Omagh trainer Mervyn Torrens is one of the most unassuming men in racing and the crowd at Downpatrick yesterday were delighted when he scored his first win in the Ulster National with Hughies Grey.
This was an amazing performance by Hughies Grey who led almost all the way to beat off the attentions of Posh Bird who finished second for the Ian Ferguson stable with third place going to Selection Box who was third for the second year running for Colin McBratney.
As far as Torrens was concerned, he was naturally delighted with this win.
It came on the second anniversary of the tragic death of his daughter in a tractor accident which shocked the family to the core.
“My wife Ann was cheering for Hughies Grey, which was only our second runner in the race, and the victory coming when it did took away some of the hurt suffered by the loss of our daughter,” Torrens said.

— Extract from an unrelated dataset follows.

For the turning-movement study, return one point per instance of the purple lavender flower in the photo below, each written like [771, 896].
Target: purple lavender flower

Trainer Ferguson was hopeful that Bally Wall, who was second last year, and Posh Bird would run well and this was the case but in the closing stages there was only one winner when Hughies Grey extended his lead to beat Posh Bird at 8-1.

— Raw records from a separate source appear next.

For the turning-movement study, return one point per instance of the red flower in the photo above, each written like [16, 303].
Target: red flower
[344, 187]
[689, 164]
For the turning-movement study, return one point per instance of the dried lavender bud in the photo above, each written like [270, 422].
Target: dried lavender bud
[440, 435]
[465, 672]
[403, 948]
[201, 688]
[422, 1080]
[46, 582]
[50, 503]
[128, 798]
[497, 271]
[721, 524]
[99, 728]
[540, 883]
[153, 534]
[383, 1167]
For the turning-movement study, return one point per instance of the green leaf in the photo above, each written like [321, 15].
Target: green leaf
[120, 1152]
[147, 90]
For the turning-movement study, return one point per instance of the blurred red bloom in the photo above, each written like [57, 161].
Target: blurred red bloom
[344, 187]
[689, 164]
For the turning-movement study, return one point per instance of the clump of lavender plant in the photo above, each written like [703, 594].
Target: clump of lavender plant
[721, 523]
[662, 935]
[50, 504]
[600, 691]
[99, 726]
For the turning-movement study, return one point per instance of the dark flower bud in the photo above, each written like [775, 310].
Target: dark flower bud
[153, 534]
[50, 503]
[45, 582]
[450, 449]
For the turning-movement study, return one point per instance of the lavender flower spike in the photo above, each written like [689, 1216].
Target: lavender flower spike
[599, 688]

Selection Box made up ground steadily from the back of the field to finish third but really the only horses in contention for a long time were Hughies Grey and Bally Wall.
“I thought for a long time that Hughies Grey would win,” said Torrens.

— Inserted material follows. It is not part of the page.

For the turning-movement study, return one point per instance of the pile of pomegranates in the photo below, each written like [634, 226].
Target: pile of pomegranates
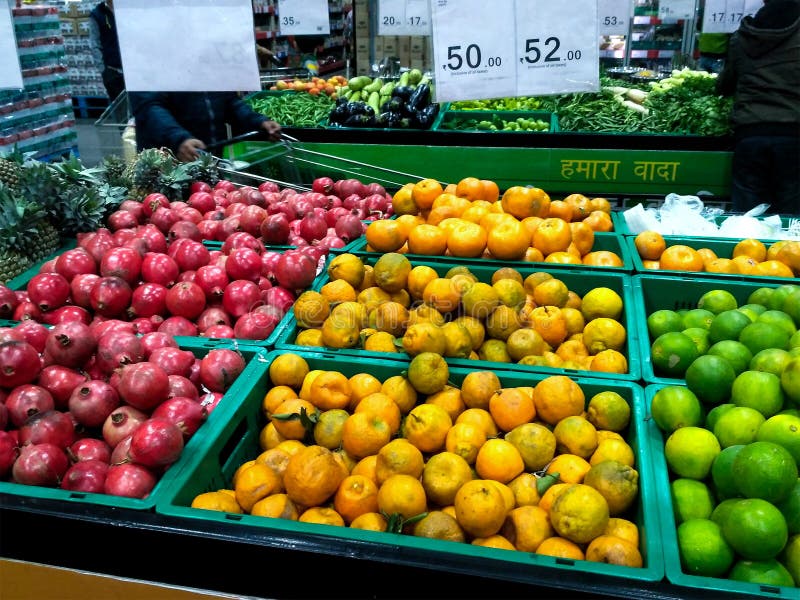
[101, 409]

“My jockey, Michael Darcey from Galway, has never ridden in the race before and he produced a smashing performance.
“This win continues a good run for me, for I was successful in Navan last friday when Narima won.
“This time last year I had a winner at Dundalk on the same day which was four days before the Ulster National, so lightning struck twice.”
As for plans Torrens emphasised that Hughies Grey who won a good race when second at Down
Royal at the beginning of February will now be heading for the Irish Grand National At Fairyhouse on Easter Monday.
“I feel he will run a big race,” said Torrens, “but today was the day.”
The first race yesterday was won by Garamor Boy trained by Patrick Brady who wasn't at the meeting because of flu.
However, the owner Colm Higgins from Newcastle was there to see his horse win and score a victory for a horse he had bred.
“This was my first win on the racecourse since breeding Garamor Boy,” he said. “It’s disappointing that Oliver wasn't hear to see it.”
Apart from the Ulster National the day belonged to Navan trainer Gordon Elliott who had a double beginning with Brave Beauty ridden by Paul Carberry and continuing with Nutin Fancy who won the bumper.
In addition Gerald Cully, who rode Newton Fancy, also had a double when Kanesh won the hunters chase with a fine performance.